In 2011, De Niro took the stand and by all accounts gave emotional testimony about the theft of paintings from his father’s estate.
The tennis great John McEnroe also had a role in catching Salander after he filed a civil suit over the theft of a painting. That suit put prosecutors on the case. In the end, Salander pleaded guilty and received up to 18 years in prison.
The Celebrities: Sidney Poitier, Norman Lear, Henry Mancini
The Scam: Tax shelter fraud
The Take: $130 million
It sounds like something happening today, but this scam took place on Wall Street in 1983. Two Wall Street brokerages, Donaldson, Lufkin & Jenrette and Carroll McEntee & McGinley (later purchased by HSBC Securities), invested $600,000 from each of 88 people in tax shelters that the IRS later deemed phony.
Is it any surprise that investments in dilapidated trucks or Picasso stamps from exotic islands were deemed fraudulent ways to get write-offs?
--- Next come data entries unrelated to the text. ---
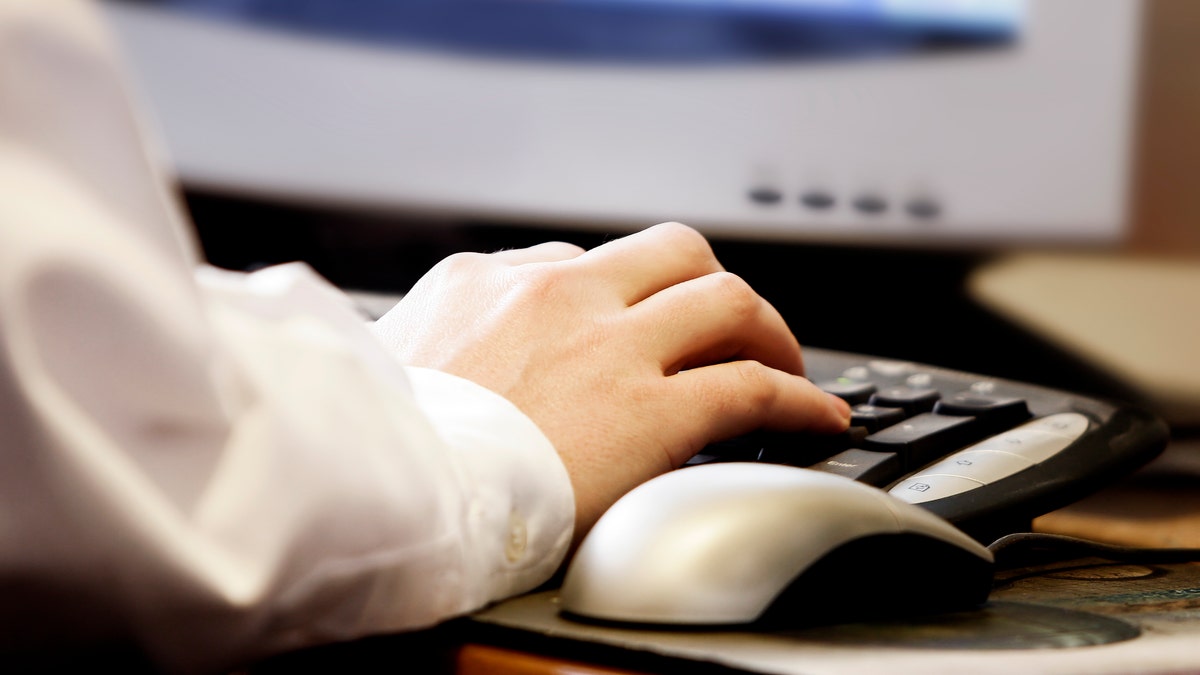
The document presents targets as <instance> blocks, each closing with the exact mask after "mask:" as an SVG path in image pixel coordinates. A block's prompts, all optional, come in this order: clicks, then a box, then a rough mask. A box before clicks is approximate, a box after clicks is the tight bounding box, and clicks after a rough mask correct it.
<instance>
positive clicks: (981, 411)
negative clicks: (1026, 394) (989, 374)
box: [934, 390, 1033, 431]
mask: <svg viewBox="0 0 1200 675" xmlns="http://www.w3.org/2000/svg"><path fill="white" fill-rule="evenodd" d="M934 412H936V413H937V414H958V416H966V417H973V418H976V419H979V420H980V422H983V423H984V424H986V425H988V426H989V428H990V429H994V430H997V431H998V430H1001V429H1008V428H1009V426H1013V425H1016V424H1020V423H1022V422H1025V420H1026V419H1028V418H1031V417H1033V416H1032V414H1031V413H1030V407H1028V406H1027V405H1026V404H1025V399H1019V398H1016V396H998V395H991V394H979V393H974V392H970V390H968V392H959V393H958V394H954V395H952V396H947V398H944V399H942V400H940V401H937V404H935V405H934Z"/></svg>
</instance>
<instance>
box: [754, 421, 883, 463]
mask: <svg viewBox="0 0 1200 675" xmlns="http://www.w3.org/2000/svg"><path fill="white" fill-rule="evenodd" d="M868 434H869V431H868V430H866V429H865V428H863V426H851V428H850V429H847V430H845V431H842V432H841V434H833V435H828V436H827V435H820V434H786V435H784V434H780V435H778V436H779V437H778V438H773V440H772V442H770V443H768V444H767V446H766V447H763V449H762V453H761V454H760V455H758V461H766V462H770V464H786V465H788V466H811V465H814V464H816V462H818V461H821V460H823V459H826V458H828V456H832V455H835V454H838V453H840V452H842V450H845V449H848V448H852V447H857V446H862V444H863V441H864V440H865V438H866V436H868Z"/></svg>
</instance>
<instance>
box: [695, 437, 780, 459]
mask: <svg viewBox="0 0 1200 675" xmlns="http://www.w3.org/2000/svg"><path fill="white" fill-rule="evenodd" d="M761 452H762V442H761V441H760V440H758V438H757V436H756V435H754V434H750V435H746V436H738V437H737V438H730V440H728V441H719V442H716V443H712V444H709V446H708V447H706V448H704V449H703V450H701V452H698V453H696V454H695V455H692V458H691V459H689V460H688V461H685V462H684V466H696V465H701V464H713V462H718V461H756V460H757V459H758V453H761Z"/></svg>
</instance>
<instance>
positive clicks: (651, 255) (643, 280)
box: [580, 222, 724, 305]
mask: <svg viewBox="0 0 1200 675" xmlns="http://www.w3.org/2000/svg"><path fill="white" fill-rule="evenodd" d="M580 261H581V262H584V263H587V264H589V265H592V267H593V269H594V270H595V274H598V275H601V276H602V277H604V279H605V281H606V282H607V283H610V285H611V286H612V288H614V291H616V292H617V293H618V295H619V297H622V298H623V299H624V300H625V303H626V304H629V305H632V304H635V303H638V301H641V300H643V299H646V298H648V297H649V295H653V294H654V293H658V292H659V291H661V289H664V288H667V287H670V286H674V285H676V283H679V282H683V281H686V280H689V279H695V277H697V276H703V275H706V274H712V273H714V271H721V270H722V269H724V268H722V267H721V263H719V262H718V261H716V256H714V255H713V249H712V247H710V246H709V245H708V241H707V240H704V237H703V235H702V234H700V233H698V232H696V231H695V229H692V228H690V227H688V226H685V225H680V223H678V222H665V223H661V225H655V226H654V227H649V228H647V229H643V231H641V232H637V233H635V234H630V235H628V237H623V238H620V239H617V240H613V241H608V243H607V244H604V245H601V246H596V247H595V249H592V250H590V251H588V252H587V253H584V255H583V256H581V257H580Z"/></svg>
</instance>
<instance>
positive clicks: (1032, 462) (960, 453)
mask: <svg viewBox="0 0 1200 675" xmlns="http://www.w3.org/2000/svg"><path fill="white" fill-rule="evenodd" d="M1033 464H1034V462H1033V460H1031V459H1028V458H1024V456H1021V455H1015V454H1012V453H1002V452H996V450H979V449H967V450H961V452H958V453H954V454H953V455H950V456H948V458H946V459H943V460H942V461H940V462H937V464H935V465H932V466H930V467H929V468H926V470H924V471H922V474H930V473H944V474H946V476H959V477H961V478H971V479H973V480H979V482H980V483H984V484H986V483H995V482H996V480H1000V479H1001V478H1004V477H1007V476H1012V474H1014V473H1016V472H1018V471H1021V470H1024V468H1028V467H1031V466H1033Z"/></svg>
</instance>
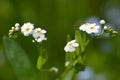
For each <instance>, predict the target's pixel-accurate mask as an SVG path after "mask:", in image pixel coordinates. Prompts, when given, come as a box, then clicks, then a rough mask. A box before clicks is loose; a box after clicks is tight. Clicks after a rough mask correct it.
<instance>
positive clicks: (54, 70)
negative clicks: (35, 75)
mask: <svg viewBox="0 0 120 80" xmlns="http://www.w3.org/2000/svg"><path fill="white" fill-rule="evenodd" d="M50 70H51V71H55V72H56V73H57V72H58V71H59V69H58V68H57V67H52V68H51V69H50Z"/></svg>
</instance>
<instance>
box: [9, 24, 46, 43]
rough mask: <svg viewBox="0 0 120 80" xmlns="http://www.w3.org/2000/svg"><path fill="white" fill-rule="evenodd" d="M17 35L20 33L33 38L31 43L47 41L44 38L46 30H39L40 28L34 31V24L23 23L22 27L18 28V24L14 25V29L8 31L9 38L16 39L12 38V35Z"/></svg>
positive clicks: (11, 29) (45, 38)
mask: <svg viewBox="0 0 120 80" xmlns="http://www.w3.org/2000/svg"><path fill="white" fill-rule="evenodd" d="M18 33H22V34H23V35H24V36H26V37H27V36H30V35H32V37H33V38H34V40H33V42H35V41H36V42H39V43H40V42H42V41H43V40H47V38H46V37H45V33H46V30H44V29H41V28H35V29H34V24H32V23H30V22H28V23H24V24H23V26H21V27H20V25H19V23H16V24H15V27H12V29H11V30H9V37H10V38H11V37H12V38H16V37H17V36H16V37H14V34H16V35H18Z"/></svg>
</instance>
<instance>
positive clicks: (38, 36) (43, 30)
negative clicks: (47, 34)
mask: <svg viewBox="0 0 120 80" xmlns="http://www.w3.org/2000/svg"><path fill="white" fill-rule="evenodd" d="M45 33H46V30H43V29H41V28H36V29H34V31H33V37H34V38H35V39H36V38H38V37H40V36H41V35H44V34H45Z"/></svg>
In the end, DLJ and HSBC settled civil suits for $42 million. Still, they denied any wrongdoing.
Charles Atkins, who promoted the shelters, and two others, were convicted in the case—the largest case of tax fraud ever. It involved $1.3 billion in phony losses, which were used to reduce tax bills. Atkins received two years in prison followed by four years of community service. The companies were never charged.
The Celebrity: Anne Hathaway
The Scam: Real estate fraud
The Take: A broken heart (and $2.4 million from others)
Anne Hathaway is the only celebrity to appear on our list twice. This time she lost out in love when her boyfriend (now ex), Raffaello Follieri, was nabbed for masterminding a real estate scam that was based on purported links to the pope.
One of those taken in by the confidence man was the California billionaire Ron Burkle, a friend of former President Bill Clinton.
Before he was busted in 2008, Follieri told investors his links to the pope could be used to buy surplus churches in the U.S. at a discount. Alas, any profits were based on a prayer. Days before the FBI arrested Follieri, Hathaway dumped him. In the end he got four and a half years in prison and forfeited $2.44 million as well as watches and jewelry. Hathaway has moved on with her career (she portrays Catwoman in the latest Dark Knight film) and her love life.